Posted: Fri Jul 10, 2020 11:20 am
by liugengyu
A JDBC driver implementation must provide implementation classes for which of the following interfaces?
I don't understand the question and the answer at all. :x What does it mean by JDBC driver implementation? Can soneone explain it for me?

Thanks a lot. :)

Re: About Question enthuware.ocpjp.ii.v11.2.1199 :

Posted: Fri Jul 10, 2020 11:30 am
by admin
The Java JDBC package is just a set of interfaces and helper classes. They don't really contain any code to actually connect to any database and fetch data/execute queries etc. Every database vendor (such as Oracle, MSSQL, MySQL etc.) provides the implementation classes for these interfaces, which do the real work of connecting to their database.

See this for details: https://www.marcobehler.com/guides/jdbc

Re: About Question enthuware.ocpjp.ii.v11.2.1199 :

Posted: Fri Jul 10, 2020 11:46 am
by liugengyu
Understood. Already added your comments into my note. Thanks!

Re: About Question enthuware.ocpjp.ii.v11.2.1199 :

Posted: Fri Jul 10, 2020 11:48 am
by liugengyu
admin wrote:
Fri Jul 10, 2020 11:30 am
The Java JDBC package is just a set of interfaces and helper classes. They don't really contain any code to actually connect to any database and fetch data/execute queries etc. Every database vendor (such as Oracle, MSSQL, MySQL etc.) provides the implementation classes for these interfaces, which do the real work of connecting to their database.
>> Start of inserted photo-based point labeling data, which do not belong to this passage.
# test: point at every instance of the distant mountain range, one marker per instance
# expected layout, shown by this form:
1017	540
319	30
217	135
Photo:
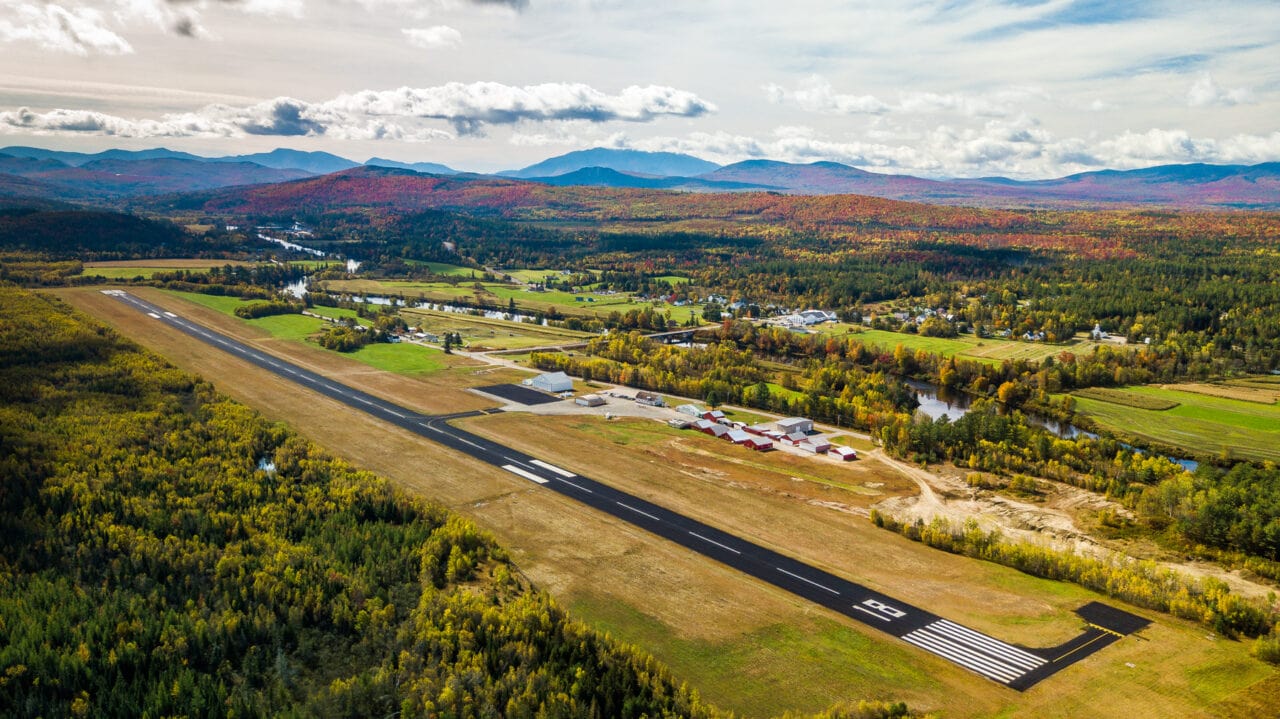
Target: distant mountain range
123	173
631	161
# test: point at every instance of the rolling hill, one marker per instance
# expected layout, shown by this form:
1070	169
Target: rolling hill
657	164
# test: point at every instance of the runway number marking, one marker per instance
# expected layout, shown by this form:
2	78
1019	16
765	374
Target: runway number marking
880	610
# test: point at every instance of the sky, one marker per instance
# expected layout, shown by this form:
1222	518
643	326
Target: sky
1022	88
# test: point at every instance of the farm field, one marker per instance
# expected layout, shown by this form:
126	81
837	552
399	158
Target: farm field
1200	422
129	269
743	645
400	357
748	660
990	349
501	294
483	333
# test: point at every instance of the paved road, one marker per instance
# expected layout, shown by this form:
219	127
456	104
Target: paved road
1008	664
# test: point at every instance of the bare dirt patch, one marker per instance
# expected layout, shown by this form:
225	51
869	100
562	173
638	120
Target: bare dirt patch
1260	394
753	647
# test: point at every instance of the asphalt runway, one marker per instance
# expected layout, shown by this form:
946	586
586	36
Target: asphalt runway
1008	664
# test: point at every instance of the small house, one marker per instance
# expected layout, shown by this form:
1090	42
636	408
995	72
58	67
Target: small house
691	410
795	425
553	383
844	453
817	445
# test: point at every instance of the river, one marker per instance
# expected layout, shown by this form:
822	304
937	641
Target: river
940	402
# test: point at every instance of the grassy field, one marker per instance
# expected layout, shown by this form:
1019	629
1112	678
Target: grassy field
988	349
1244	390
481	333
447	270
744	656
1200	422
402	358
129	269
1125	398
741	644
501	296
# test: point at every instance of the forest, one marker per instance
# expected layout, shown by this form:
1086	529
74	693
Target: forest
165	552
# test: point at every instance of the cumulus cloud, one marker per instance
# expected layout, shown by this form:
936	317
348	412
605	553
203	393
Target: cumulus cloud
817	95
1016	147
394	114
434	37
80	31
1205	92
469	106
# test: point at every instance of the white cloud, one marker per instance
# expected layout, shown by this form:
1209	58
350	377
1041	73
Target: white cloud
433	37
469	106
1206	92
394	114
817	95
1014	149
80	31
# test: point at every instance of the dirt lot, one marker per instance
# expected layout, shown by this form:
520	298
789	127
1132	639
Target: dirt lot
744	645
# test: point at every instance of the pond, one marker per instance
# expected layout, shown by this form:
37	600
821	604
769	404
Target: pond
940	402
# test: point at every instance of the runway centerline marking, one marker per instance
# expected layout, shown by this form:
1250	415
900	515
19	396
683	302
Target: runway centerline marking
716	543
807	580
639	511
553	468
576	485
530	476
984	655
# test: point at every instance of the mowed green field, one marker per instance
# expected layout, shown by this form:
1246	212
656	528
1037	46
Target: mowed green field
1200	422
402	358
586	305
988	349
480	333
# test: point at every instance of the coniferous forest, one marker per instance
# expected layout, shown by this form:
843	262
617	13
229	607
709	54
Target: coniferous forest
167	552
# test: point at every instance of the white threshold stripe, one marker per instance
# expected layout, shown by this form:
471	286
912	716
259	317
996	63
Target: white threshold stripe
993	665
1002	655
716	543
976	654
959	659
990	644
553	468
876	614
639	511
984	650
520	472
810	581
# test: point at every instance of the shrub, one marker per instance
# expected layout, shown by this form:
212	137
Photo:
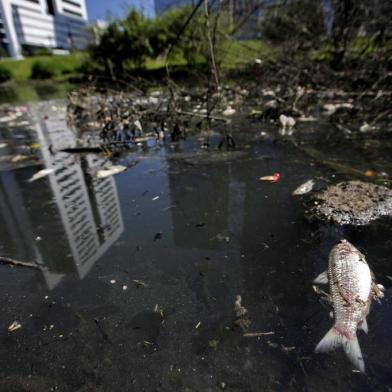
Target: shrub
41	70
5	74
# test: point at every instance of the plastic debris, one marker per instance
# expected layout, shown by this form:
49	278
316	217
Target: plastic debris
274	178
331	108
14	326
41	174
111	171
229	111
304	188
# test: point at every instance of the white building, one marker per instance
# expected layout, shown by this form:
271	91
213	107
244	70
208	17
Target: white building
42	23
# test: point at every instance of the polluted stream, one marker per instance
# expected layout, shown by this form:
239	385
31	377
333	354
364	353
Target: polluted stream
183	272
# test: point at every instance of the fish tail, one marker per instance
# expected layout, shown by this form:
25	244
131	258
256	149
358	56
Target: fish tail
334	339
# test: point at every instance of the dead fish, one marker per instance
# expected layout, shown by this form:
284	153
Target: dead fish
229	111
352	289
286	121
111	171
41	174
304	188
14	326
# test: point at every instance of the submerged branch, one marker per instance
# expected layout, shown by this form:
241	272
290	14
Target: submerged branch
18	263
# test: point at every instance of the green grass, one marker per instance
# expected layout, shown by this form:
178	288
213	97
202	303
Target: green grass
237	53
62	65
233	54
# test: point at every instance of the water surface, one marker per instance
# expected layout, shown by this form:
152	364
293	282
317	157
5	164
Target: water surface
141	270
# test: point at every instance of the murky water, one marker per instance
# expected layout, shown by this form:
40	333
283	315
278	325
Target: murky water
141	270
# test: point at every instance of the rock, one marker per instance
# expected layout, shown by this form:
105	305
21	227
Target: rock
352	202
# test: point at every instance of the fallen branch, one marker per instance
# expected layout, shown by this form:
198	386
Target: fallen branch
81	149
13	262
256	334
201	115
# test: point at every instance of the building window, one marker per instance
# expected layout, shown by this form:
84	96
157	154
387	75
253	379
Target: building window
74	3
67	11
50	7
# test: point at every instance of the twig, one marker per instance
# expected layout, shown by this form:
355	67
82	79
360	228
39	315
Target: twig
256	334
18	263
201	115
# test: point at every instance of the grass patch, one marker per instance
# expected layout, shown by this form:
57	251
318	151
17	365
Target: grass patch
61	65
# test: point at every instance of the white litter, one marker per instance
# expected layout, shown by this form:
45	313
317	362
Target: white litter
41	174
111	171
304	188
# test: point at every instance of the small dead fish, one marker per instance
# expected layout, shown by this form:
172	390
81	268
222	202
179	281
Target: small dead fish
352	289
274	178
306	187
229	111
111	171
286	121
41	174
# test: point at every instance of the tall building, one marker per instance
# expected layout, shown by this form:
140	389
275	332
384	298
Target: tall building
164	5
42	23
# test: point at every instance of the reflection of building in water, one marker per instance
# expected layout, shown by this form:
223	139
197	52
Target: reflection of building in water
77	216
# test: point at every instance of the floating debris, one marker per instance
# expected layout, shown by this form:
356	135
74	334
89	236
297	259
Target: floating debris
286	121
274	178
13	262
158	236
304	188
140	283
229	111
257	334
41	174
351	202
14	326
241	314
331	108
116	169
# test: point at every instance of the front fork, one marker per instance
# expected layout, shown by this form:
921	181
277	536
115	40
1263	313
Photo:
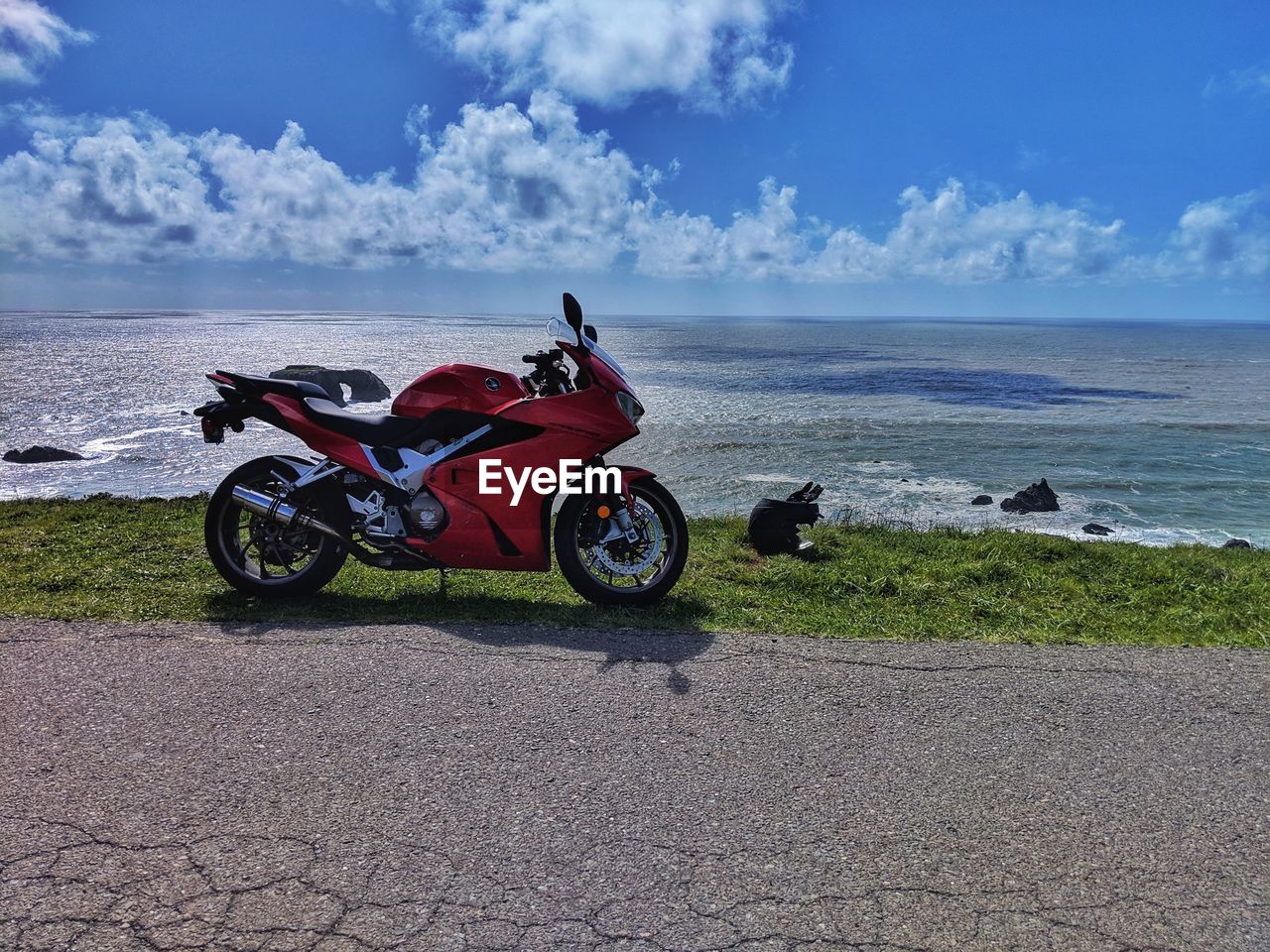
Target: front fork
620	507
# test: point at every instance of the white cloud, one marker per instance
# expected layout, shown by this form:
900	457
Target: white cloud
1254	80
711	54
947	238
499	189
30	37
511	189
1225	238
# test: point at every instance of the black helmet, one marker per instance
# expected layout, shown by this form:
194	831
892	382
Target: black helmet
774	522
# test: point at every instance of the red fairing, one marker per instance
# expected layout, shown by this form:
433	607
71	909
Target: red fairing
460	386
336	445
485	531
576	425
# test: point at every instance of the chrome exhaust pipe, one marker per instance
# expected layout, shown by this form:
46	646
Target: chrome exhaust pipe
273	508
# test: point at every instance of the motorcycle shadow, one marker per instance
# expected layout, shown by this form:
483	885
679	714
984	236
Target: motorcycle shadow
667	635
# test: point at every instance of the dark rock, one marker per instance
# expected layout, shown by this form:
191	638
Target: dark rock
363	385
1038	498
40	454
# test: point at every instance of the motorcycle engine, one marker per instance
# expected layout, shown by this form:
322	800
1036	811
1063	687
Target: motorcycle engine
427	513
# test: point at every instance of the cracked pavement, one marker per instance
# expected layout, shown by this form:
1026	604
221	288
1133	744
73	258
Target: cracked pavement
481	787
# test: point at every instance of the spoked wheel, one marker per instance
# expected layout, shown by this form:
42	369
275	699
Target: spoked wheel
263	557
604	566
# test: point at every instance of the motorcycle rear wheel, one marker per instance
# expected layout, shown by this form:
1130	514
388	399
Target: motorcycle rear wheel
261	557
619	572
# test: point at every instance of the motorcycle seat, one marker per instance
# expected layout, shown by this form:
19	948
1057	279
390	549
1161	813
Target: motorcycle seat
294	389
371	429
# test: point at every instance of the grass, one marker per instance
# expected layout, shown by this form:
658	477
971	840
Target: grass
128	558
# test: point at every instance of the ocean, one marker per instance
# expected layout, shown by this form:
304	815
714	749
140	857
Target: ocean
1160	430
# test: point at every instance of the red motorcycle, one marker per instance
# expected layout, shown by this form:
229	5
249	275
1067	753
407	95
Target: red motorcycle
454	477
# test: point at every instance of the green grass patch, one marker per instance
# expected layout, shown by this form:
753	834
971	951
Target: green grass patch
128	558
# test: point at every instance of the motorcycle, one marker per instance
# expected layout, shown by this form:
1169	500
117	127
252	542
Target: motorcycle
416	489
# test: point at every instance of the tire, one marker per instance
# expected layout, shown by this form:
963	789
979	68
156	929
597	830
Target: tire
578	558
227	530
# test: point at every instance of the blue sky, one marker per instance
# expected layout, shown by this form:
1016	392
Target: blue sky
719	157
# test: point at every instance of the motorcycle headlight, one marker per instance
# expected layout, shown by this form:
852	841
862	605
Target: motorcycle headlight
630	408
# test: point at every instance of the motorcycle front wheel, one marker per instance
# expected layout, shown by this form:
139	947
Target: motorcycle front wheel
257	555
619	571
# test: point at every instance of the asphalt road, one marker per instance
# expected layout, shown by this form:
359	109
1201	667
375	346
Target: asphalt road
229	787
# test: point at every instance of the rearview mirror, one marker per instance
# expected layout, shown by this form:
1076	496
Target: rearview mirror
572	315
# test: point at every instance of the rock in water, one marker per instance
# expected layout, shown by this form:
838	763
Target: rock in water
363	385
314	373
1038	498
41	454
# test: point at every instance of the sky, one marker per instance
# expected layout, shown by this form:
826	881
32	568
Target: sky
667	157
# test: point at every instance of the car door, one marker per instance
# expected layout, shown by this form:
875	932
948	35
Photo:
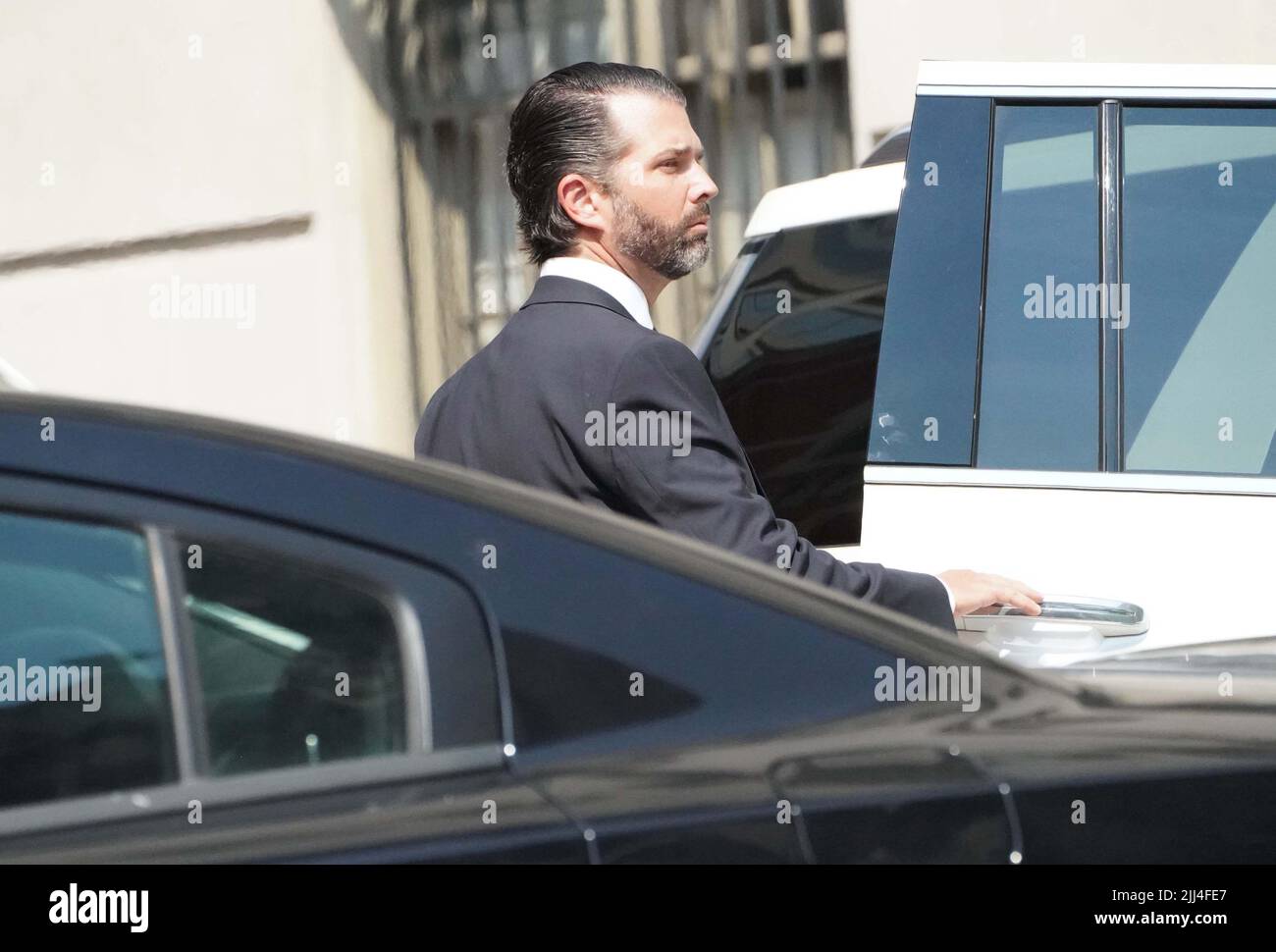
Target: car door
262	693
1071	387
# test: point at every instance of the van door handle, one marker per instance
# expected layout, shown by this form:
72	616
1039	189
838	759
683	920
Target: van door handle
1106	616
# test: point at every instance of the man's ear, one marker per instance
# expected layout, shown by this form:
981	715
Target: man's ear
582	199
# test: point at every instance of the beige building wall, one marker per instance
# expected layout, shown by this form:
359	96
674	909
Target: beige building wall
216	147
889	37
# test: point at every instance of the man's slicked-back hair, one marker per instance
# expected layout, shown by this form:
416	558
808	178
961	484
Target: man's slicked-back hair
561	126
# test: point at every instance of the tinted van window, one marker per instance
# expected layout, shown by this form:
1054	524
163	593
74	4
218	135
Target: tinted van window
1042	313
1199	258
924	404
794	361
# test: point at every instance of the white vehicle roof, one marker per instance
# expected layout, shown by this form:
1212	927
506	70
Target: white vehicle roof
11	379
858	192
1121	79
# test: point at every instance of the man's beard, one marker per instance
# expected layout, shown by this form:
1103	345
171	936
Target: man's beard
668	250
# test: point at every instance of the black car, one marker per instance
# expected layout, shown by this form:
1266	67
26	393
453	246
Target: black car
292	650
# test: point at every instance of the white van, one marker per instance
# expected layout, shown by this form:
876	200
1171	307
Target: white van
1072	379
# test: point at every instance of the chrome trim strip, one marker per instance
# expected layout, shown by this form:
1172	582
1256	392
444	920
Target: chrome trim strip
416	675
175	666
1098	92
1109	481
226	791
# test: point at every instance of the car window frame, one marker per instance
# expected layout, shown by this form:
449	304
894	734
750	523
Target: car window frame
1115	412
158	521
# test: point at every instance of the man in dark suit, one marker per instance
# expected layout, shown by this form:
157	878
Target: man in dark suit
581	396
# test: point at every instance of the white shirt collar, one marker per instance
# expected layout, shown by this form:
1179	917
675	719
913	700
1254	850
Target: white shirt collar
605	279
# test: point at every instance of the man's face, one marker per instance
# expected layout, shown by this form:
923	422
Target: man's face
660	191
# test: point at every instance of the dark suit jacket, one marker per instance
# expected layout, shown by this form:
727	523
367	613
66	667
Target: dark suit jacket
522	406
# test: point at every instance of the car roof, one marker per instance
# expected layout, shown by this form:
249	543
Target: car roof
216	462
858	192
1083	78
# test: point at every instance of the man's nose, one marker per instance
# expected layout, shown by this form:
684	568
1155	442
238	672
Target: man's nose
705	190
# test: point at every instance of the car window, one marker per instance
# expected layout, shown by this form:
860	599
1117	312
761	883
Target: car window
1198	254
297	663
794	362
84	704
924	404
1044	306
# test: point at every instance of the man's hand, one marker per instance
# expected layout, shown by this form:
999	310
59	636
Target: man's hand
975	590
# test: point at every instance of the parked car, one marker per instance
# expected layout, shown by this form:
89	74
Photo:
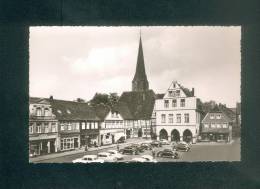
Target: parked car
88	159
164	142
139	160
121	140
116	154
149	158
166	153
138	147
146	146
156	143
107	157
129	150
181	146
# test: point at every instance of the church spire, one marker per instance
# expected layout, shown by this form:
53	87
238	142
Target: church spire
140	82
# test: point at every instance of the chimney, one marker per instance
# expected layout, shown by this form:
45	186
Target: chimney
192	91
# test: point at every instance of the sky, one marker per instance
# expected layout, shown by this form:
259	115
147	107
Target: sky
77	62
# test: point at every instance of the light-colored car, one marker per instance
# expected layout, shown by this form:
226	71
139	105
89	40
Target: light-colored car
88	159
107	157
141	160
116	154
149	158
144	159
164	142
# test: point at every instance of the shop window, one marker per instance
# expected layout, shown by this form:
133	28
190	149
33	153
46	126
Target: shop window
178	117
163	118
187	118
182	102
170	118
174	103
166	103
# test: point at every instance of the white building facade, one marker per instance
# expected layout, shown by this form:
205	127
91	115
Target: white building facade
177	115
112	128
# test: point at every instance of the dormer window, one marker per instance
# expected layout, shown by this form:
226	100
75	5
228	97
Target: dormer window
166	103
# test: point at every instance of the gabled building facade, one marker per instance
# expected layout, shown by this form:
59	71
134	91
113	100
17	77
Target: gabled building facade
177	115
43	128
216	126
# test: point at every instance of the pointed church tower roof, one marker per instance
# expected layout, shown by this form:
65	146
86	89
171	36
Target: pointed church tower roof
140	82
140	68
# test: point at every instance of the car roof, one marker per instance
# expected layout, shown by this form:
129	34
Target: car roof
112	151
90	156
147	156
103	153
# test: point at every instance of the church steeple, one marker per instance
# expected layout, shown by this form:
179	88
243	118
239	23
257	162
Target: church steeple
140	82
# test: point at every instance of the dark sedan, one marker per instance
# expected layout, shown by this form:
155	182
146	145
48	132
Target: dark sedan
168	154
129	150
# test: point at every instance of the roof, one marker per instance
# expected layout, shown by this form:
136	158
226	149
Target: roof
70	110
224	118
140	103
159	96
140	69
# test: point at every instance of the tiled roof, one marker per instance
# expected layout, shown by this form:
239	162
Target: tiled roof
224	118
139	103
70	110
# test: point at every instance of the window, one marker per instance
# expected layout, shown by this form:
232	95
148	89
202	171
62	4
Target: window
178	117
170	118
174	103
182	102
83	125
77	125
46	112
69	126
38	128
30	129
166	103
186	118
62	127
46	127
163	118
53	127
177	93
38	112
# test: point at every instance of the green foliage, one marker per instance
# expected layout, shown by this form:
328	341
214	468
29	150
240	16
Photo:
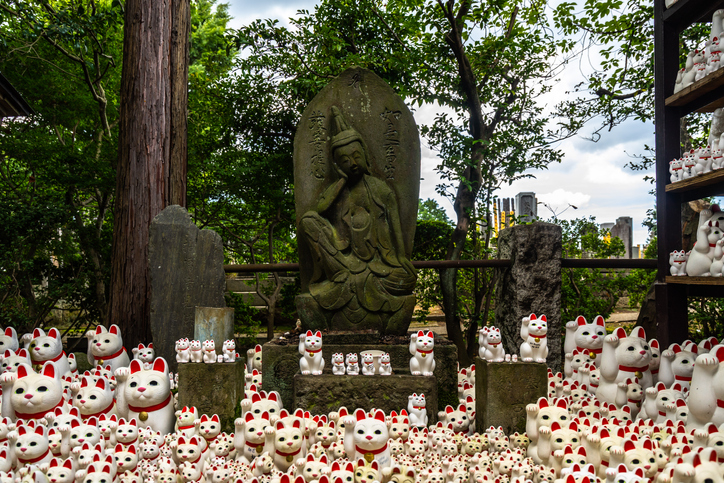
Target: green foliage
585	291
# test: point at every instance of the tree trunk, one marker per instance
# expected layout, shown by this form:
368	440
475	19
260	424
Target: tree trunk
143	183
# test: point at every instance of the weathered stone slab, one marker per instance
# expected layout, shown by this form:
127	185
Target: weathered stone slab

See this for details: https://www.marcobehler.com/guides/jdbc
Understood. Already added your comments into my note. Thanks!

Re: About Question enthuware.ocpjp.ii.v11.2.1199 :

Posted: Sun Jan 17, 2021 2:12 pm
by Deleted User 6318
The most important benefit is that the application code does not need to have access to database connection details (i.e. userid, pwd, and dburl).
Doesn't it?
I'm going through Oracle tutorial (I know it's written for Java 8, but did it really change later?) at https://docs.oracle.com/javase/tutorial ... urces.html and from what I see, you still need to pass user and password when getting a connection.

Re: About Question enthuware.ocpjp.ii.v11.2.1199 :

Posted: Sun Jan 17, 2021 11:56 pm
by admin
Yes, a DataSource is configured in the application contaciner. Application code simply looks the data source up using JNDI and call dataSource.getConnection(). No connection parameters are required because application code does not "create" a data source. The deployer creates (actually, "configures") datasource in the application container. While configuration, the deployer specifies the url, userid, password, and other connection parameters.